On July 19, FinCEN issued FAQs to clarify the scope of the May 2016 Customer Due Diligence (CDD) final rule. As previously covered in InfoBytes, and as outlined in Question 2 of the recently-released FAQs, the final rule imposes standardized CDD requirements for federally regulated banks and federally insured credit unions, mutual funds, brokers or dealers in securities, futures commission merchants, and introducing brokers in commodities (collectively, covered financial institutions). While the FAQs provide a detailed description of the CDD requirements, they state that, “[i]n short, covered financial institutions are now required to obtain, verify, and record the identities of the beneficial owners of legal entity customers.” Notably, Question 5 of the FAQs clarifies that the CDD rule amends the AML program requirements to explicitly require covered financial institutions to implement and maintain risk-based procedures for conducting ongoing customer due diligence, including, but not limited to, (i) understanding the nature and purpose of the customer relationship; and (ii) conducting ongoing monitoring to identify and report suspicious transactions, as well as maintain and update customer information on a risk basis. The FAQs also note that covered financial institutions must include CDD procedures in their AML compliance program. In addition to discussing definitions for certain terms within the CDD rule, such as “account” and “beneficial owner,” the FAQs outline, among other things, the type of beneficial ownership information that covered financial institutions must collect for legal entity customers. Finally, as reiterated in the FAQs, the CDD rule has an effective date of July 11, 2016 and an applicability date of May 11, 2018.

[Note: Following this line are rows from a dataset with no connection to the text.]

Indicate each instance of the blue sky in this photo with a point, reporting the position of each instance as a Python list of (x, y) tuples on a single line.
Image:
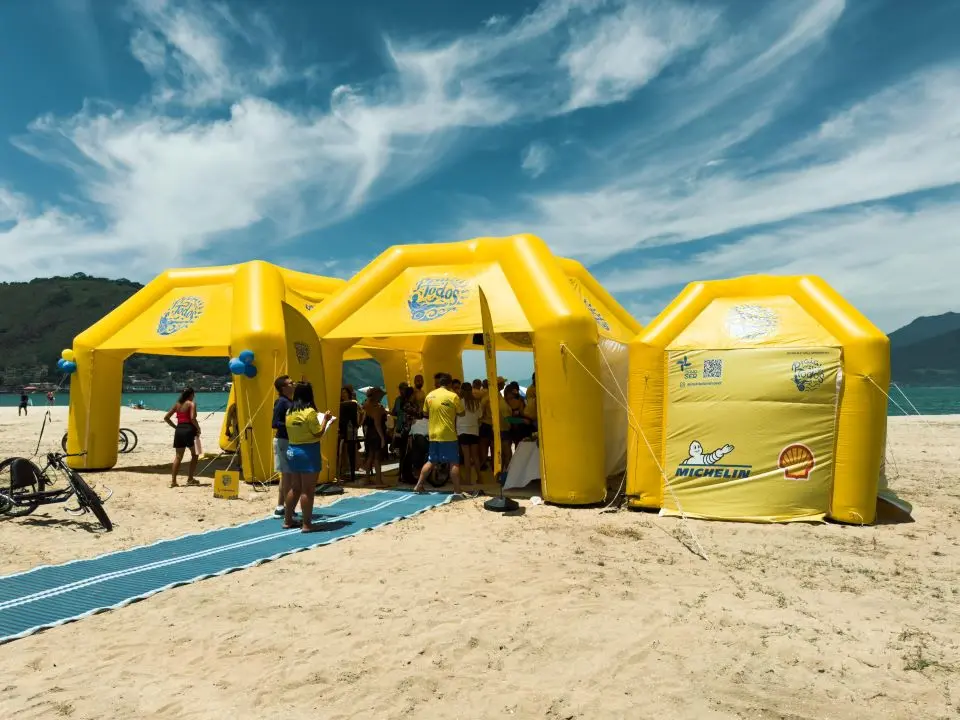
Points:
[(658, 142)]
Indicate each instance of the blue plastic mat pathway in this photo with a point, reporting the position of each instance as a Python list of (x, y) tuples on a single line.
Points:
[(52, 595)]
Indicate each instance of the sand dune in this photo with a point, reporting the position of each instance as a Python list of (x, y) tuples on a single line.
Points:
[(460, 613)]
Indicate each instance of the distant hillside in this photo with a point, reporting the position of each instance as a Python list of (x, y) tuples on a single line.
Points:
[(927, 351), (38, 319), (925, 328)]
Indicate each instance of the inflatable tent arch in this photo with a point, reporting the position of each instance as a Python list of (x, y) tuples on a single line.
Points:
[(428, 294), (760, 398), (200, 312)]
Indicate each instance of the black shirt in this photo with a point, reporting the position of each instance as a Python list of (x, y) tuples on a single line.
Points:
[(280, 409)]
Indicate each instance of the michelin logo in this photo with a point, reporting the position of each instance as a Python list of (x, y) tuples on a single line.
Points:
[(699, 464)]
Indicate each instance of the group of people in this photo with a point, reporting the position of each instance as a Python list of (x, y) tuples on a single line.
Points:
[(450, 426), (407, 431)]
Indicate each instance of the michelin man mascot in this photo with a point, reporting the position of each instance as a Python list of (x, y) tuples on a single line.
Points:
[(698, 458)]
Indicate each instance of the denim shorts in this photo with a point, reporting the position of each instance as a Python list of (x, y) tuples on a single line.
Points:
[(304, 458), (444, 452)]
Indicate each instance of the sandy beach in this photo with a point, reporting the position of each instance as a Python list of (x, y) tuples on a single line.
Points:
[(461, 613)]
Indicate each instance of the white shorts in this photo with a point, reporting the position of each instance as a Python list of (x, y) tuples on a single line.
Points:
[(280, 462)]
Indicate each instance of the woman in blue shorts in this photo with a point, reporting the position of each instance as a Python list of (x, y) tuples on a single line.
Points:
[(304, 430)]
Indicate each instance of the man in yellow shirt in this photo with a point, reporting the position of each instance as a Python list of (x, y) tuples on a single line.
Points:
[(442, 407)]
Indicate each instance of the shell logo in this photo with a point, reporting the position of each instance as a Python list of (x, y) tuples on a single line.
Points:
[(796, 461)]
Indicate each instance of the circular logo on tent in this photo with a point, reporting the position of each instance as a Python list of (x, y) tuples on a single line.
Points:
[(807, 375), (434, 297), (180, 315), (796, 461), (598, 318), (303, 352), (751, 322)]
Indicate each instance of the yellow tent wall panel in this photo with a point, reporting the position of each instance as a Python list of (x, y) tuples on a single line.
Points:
[(759, 398)]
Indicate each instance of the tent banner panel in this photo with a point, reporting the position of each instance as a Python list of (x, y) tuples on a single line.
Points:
[(437, 300), (195, 317), (607, 323), (753, 321), (750, 433)]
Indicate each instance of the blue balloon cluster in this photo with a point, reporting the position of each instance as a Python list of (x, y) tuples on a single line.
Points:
[(243, 364)]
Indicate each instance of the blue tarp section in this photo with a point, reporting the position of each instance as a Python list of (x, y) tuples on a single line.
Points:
[(55, 594)]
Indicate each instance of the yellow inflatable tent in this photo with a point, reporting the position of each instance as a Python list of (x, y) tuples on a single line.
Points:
[(201, 312), (425, 298), (762, 399)]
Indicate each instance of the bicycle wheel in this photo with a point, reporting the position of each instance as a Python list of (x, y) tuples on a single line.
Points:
[(87, 498), (20, 478), (132, 439)]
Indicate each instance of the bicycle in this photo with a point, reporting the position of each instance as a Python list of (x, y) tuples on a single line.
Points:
[(127, 441), (23, 488)]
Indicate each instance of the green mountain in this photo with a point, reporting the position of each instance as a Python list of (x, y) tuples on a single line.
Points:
[(927, 351), (38, 319)]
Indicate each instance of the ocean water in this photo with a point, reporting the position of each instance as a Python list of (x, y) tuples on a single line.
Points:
[(926, 400)]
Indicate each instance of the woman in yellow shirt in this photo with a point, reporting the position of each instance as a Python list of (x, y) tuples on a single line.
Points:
[(304, 430)]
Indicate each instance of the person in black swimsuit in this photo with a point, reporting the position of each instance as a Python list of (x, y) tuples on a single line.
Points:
[(185, 433), (347, 430), (374, 433)]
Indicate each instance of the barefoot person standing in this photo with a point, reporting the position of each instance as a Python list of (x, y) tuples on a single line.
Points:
[(185, 433), (442, 407), (304, 430)]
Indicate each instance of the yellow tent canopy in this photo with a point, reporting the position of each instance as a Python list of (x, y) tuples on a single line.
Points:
[(197, 312), (427, 295)]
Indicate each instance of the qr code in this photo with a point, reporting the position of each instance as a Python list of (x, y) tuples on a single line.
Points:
[(713, 368)]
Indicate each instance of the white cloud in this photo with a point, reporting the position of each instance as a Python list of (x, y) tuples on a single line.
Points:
[(619, 53), (903, 140), (536, 158), (893, 264), (165, 180), (192, 49)]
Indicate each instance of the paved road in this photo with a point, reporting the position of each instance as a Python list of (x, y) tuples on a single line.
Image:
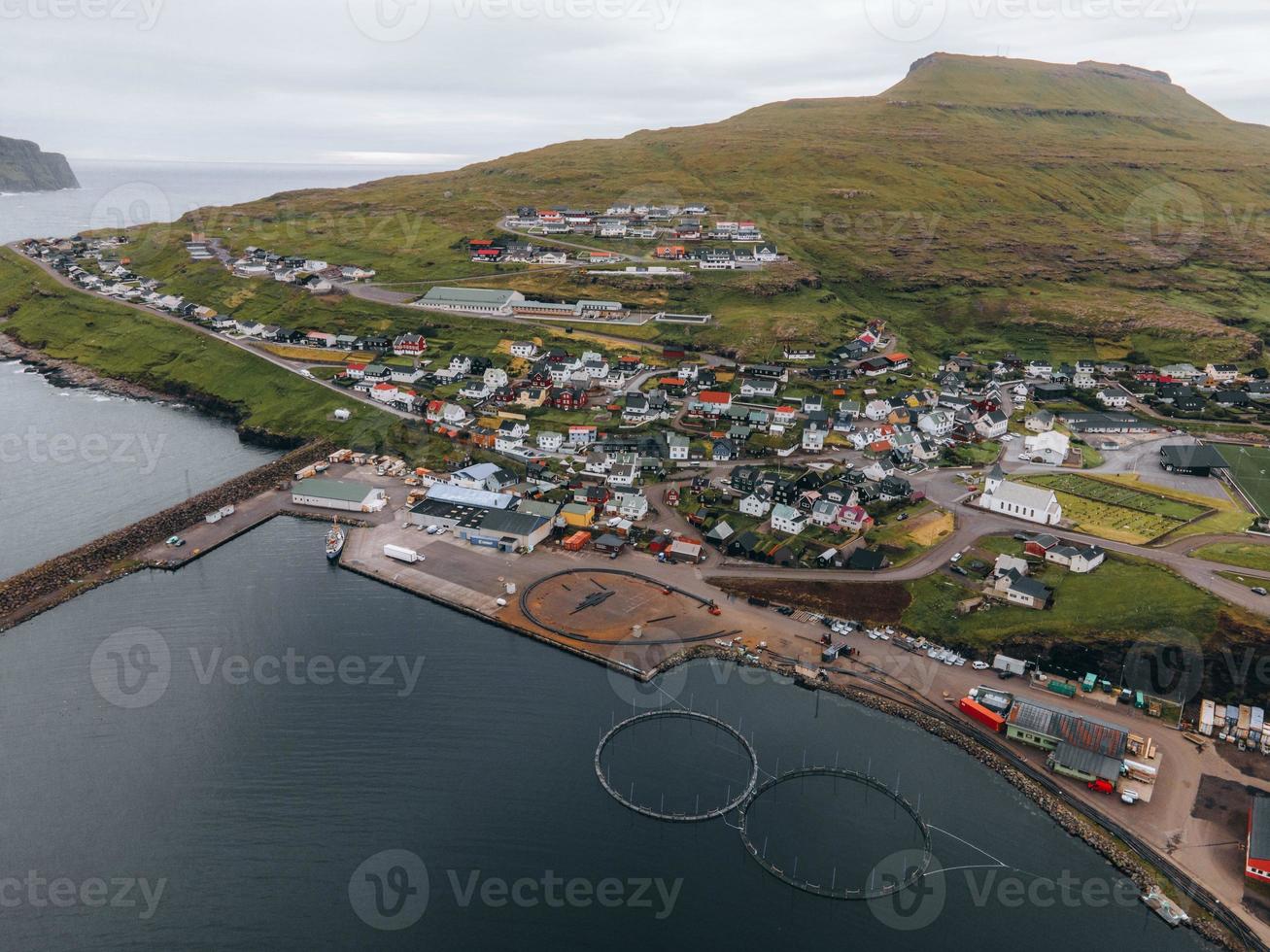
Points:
[(240, 344)]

On May 24, FinCEN Director Calvery delivered remarks before the House Committee on Financial Services at a hearing entitled “Stopping Terror Finance: A Coordinated Government Effort.” Calvery noted FinCEN’s commitment to fostering an environment of financial transparency, and provided insight on the recent issuance of a final rule, issued on May 6, which clarified customer due diligence (CDD) requirements for financial institutions: “[w]e are confident that the CDD final rule will increase financial transparency and augment the ability of financial institutions and law enforcement to identify the assets and accounts of criminals and national security threats. We anticipate that the CDD rule will also facilitate compliance with sanctions programs and other measures that cut off financial flows to these actors.” Calvery further emphasized the significance of recently proposed beneficial ownership legislation, noting that it and the CDD rule “dovetail together.” Calvery opined that the level of transparency that the proposed legislation and the CDD rule offer would assist law enforcement in identifying who the “real people are that are involved in a transaction,” furthering its efforts to combat money laundering and terrorism, enforce sanctions, and prevent other unlawful abuses of the U.S. financial system. Finally, she noted that the beneficial ownership legislation, if enacted, would provide FinCEN with the ability to collect information on all funds transfers (instead of only monetary instruments, as currently authorized) through the use of geographic targeting orders.